Quick references and reminders from the lecture
- Time and scale reminders:
- Modern flights typically around (≈ 30,000 ft) above the surface.
- Collision-related mountains like the Himalayas reflect immense tectonic energy; the tallest mountains form at convergent boundaries due to continental collision.
- The concept of plate motion speed: tectonics are slow on human timescales yet historically powerful; e.g., California moving toward Japan by a few cm per year translates to a hypothetical future convergence on the order of hundreds of millions of years.
- The “crust recycling” concept ensures Earth’s crust remains roughly constant in total size, with new crust forming at divergent boundaries and old crust recycled at convergent boundaries.
- The role of convection in the mantle: heat from the core drives convection, moving solid yet plastic rock; these convection cells drive plate motions over geologic timescales.
- Future of tectonics: as the Earth cools, plate tectonics may slow or stop; the Sun will eventually end Earth’s habitability, but that is beyond this course’s timeframe.
End-of-section prompts and study tips
- Expect end-of-section summaries in PowerPoints on D2L; use these as study anchors for quizzes.

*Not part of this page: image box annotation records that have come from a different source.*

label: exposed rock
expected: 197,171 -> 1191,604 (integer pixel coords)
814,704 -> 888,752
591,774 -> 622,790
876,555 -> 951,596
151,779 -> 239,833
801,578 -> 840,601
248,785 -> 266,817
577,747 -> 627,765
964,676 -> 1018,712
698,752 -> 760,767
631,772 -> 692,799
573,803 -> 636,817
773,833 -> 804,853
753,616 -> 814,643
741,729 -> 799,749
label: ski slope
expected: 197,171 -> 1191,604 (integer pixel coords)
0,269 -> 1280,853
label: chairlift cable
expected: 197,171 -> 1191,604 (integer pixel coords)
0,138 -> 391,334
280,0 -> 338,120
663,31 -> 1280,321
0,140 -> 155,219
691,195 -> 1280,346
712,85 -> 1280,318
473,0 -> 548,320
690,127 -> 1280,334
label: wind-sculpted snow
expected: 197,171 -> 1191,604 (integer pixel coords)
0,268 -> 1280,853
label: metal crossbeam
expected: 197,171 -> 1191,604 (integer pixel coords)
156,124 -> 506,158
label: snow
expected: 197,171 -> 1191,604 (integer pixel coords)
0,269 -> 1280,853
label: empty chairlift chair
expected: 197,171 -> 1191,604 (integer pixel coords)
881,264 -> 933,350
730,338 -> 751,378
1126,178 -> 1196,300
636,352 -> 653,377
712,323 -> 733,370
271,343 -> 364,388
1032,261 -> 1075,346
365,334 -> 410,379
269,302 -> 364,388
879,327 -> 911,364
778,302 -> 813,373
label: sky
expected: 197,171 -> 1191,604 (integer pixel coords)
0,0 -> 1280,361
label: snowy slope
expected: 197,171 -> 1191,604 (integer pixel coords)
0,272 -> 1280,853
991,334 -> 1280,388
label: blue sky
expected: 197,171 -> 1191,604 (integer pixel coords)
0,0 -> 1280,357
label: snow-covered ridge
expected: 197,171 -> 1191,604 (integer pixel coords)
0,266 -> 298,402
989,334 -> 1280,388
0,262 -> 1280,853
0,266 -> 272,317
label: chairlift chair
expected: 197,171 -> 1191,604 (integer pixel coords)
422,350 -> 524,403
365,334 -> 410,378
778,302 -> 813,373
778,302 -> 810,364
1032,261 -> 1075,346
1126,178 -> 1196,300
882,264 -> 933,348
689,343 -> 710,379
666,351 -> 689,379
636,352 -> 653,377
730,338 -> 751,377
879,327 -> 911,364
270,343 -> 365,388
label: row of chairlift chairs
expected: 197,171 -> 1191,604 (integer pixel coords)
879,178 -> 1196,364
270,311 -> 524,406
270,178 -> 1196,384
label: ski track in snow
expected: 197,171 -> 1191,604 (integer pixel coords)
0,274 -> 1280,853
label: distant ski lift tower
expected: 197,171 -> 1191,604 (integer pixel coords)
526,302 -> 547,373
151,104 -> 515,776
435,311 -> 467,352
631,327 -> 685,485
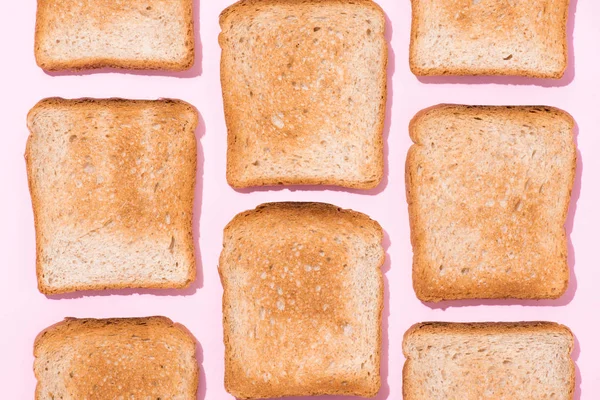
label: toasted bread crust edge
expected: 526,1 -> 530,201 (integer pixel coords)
219,0 -> 389,190
24,97 -> 199,295
34,0 -> 196,72
402,321 -> 576,400
405,104 -> 577,303
33,316 -> 200,399
408,0 -> 570,79
218,202 -> 386,399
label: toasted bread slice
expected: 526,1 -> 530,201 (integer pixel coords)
219,203 -> 384,399
34,317 -> 198,400
406,105 -> 576,301
25,98 -> 198,294
35,0 -> 194,71
402,322 -> 575,400
219,0 -> 387,189
410,0 -> 569,78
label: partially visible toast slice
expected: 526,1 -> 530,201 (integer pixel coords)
219,203 -> 384,399
34,317 -> 198,400
402,322 -> 575,400
219,0 -> 387,189
410,0 -> 569,79
25,98 -> 198,294
406,105 -> 576,301
35,0 -> 194,71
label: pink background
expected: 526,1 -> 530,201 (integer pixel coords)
0,0 -> 600,400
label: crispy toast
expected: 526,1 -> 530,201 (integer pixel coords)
219,0 -> 387,189
219,203 -> 384,399
406,105 -> 576,301
25,98 -> 198,294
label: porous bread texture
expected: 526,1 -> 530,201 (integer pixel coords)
406,105 -> 576,301
35,0 -> 194,71
34,317 -> 198,400
410,0 -> 569,79
219,203 -> 384,399
25,98 -> 198,294
219,0 -> 387,189
402,322 -> 575,400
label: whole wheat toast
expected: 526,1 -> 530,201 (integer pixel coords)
219,203 -> 384,399
219,0 -> 387,188
34,317 -> 198,400
410,0 -> 569,78
25,98 -> 198,294
35,0 -> 194,71
402,322 -> 575,400
406,105 -> 576,301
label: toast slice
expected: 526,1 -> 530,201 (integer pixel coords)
402,322 -> 575,400
34,317 -> 198,400
25,98 -> 198,294
410,0 -> 569,79
406,105 -> 576,301
35,0 -> 194,71
219,0 -> 387,189
219,203 -> 384,399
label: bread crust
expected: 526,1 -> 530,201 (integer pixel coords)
402,321 -> 576,400
409,0 -> 569,79
219,0 -> 388,189
25,98 -> 198,295
33,316 -> 199,400
405,104 -> 577,302
219,202 -> 385,399
34,0 -> 195,71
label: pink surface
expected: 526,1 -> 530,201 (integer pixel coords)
0,0 -> 600,400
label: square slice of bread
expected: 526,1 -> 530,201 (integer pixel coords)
410,0 -> 569,79
406,105 -> 576,301
35,0 -> 194,71
34,317 -> 198,400
219,0 -> 387,189
402,322 -> 575,400
219,203 -> 384,399
25,98 -> 198,294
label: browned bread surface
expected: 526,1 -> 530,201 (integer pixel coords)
406,105 -> 576,301
219,203 -> 384,399
402,322 -> 575,400
34,317 -> 198,400
35,0 -> 194,71
25,98 -> 198,294
219,0 -> 387,188
410,0 -> 569,78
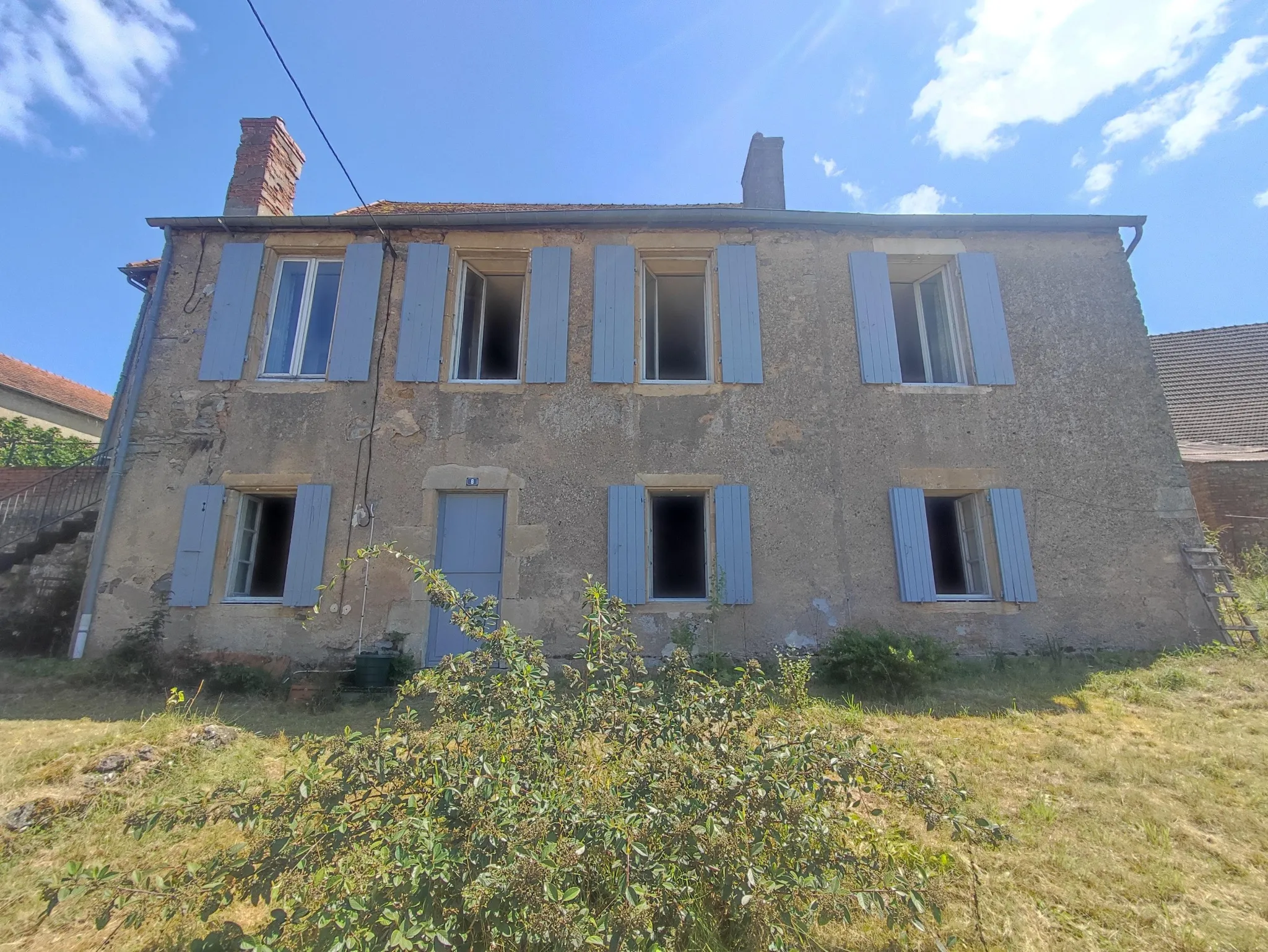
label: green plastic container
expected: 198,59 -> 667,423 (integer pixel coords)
352,654 -> 392,687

- When studying, connect concepts: tectonics → rock types → minerals → resource distribution → geopolitical implications.
- Use real-world examples (e.g., coal from Pennsylvanian environments, California–Japan future proximity) to anchor understanding.
- Engage with the material by asking questions about how a given mineral is formed, where it might be found, and what tectonic history led to its distribution.
Final encouragement
- If you have questions or need a lab, sign up or ask the instructor; active participation helps understanding.
- This set of notes mirrors the lecture’s flow and aims to substitute for the original slides by emphasizing how and why plate tectonics work, how rocks and minerals form, and why these processes matter to everyday life and global society.
Quick glossary (from memory cues in the lecture)
- Crust: the outermost solid shell of the Earth where we live.
- Mantle: the layer beneath the crust where convection drives plate tectonics.
- Magma: molten rock beneath the surface.
- Lava: molten rock that erupts onto the surface.
- Igneous rock: rock formed from solidified magma/lava.
- Metamorphic rock: rock transformed by heat/pressure without melting.
- Sedimentary rock: rock formed from sediment or precipitated minerals.
- Divergent boundary: plates move apart; new crust created.
- Convergent boundary: plates move toward each other; crust destroyed or mountains formed.
- Transform boundary: plates slide past each other; lateral motion; no net crust creation or destruction.
- Mineral: naturally occurring, solid, inorganic, with a repeating chemical structure.
- Lepidolite: lithium-rich mineral source for batteries.
- Beryl: mineral family that includes emerald and aquamarine.
- Coal and natural gas: energy resources tied to ancient ecological and tectonic settings.
Summary takeaway
- Plate tectonics explains past and present Earth configurations, the distribution of rocks and minerals, and the geopolitical dimensions of resource access. Understanding tectonics helps explain why certain resources are where they are, how landscapes like the Himalayas or the Appalachians formed, and why modern economies depend on geological history just as much as current innovation.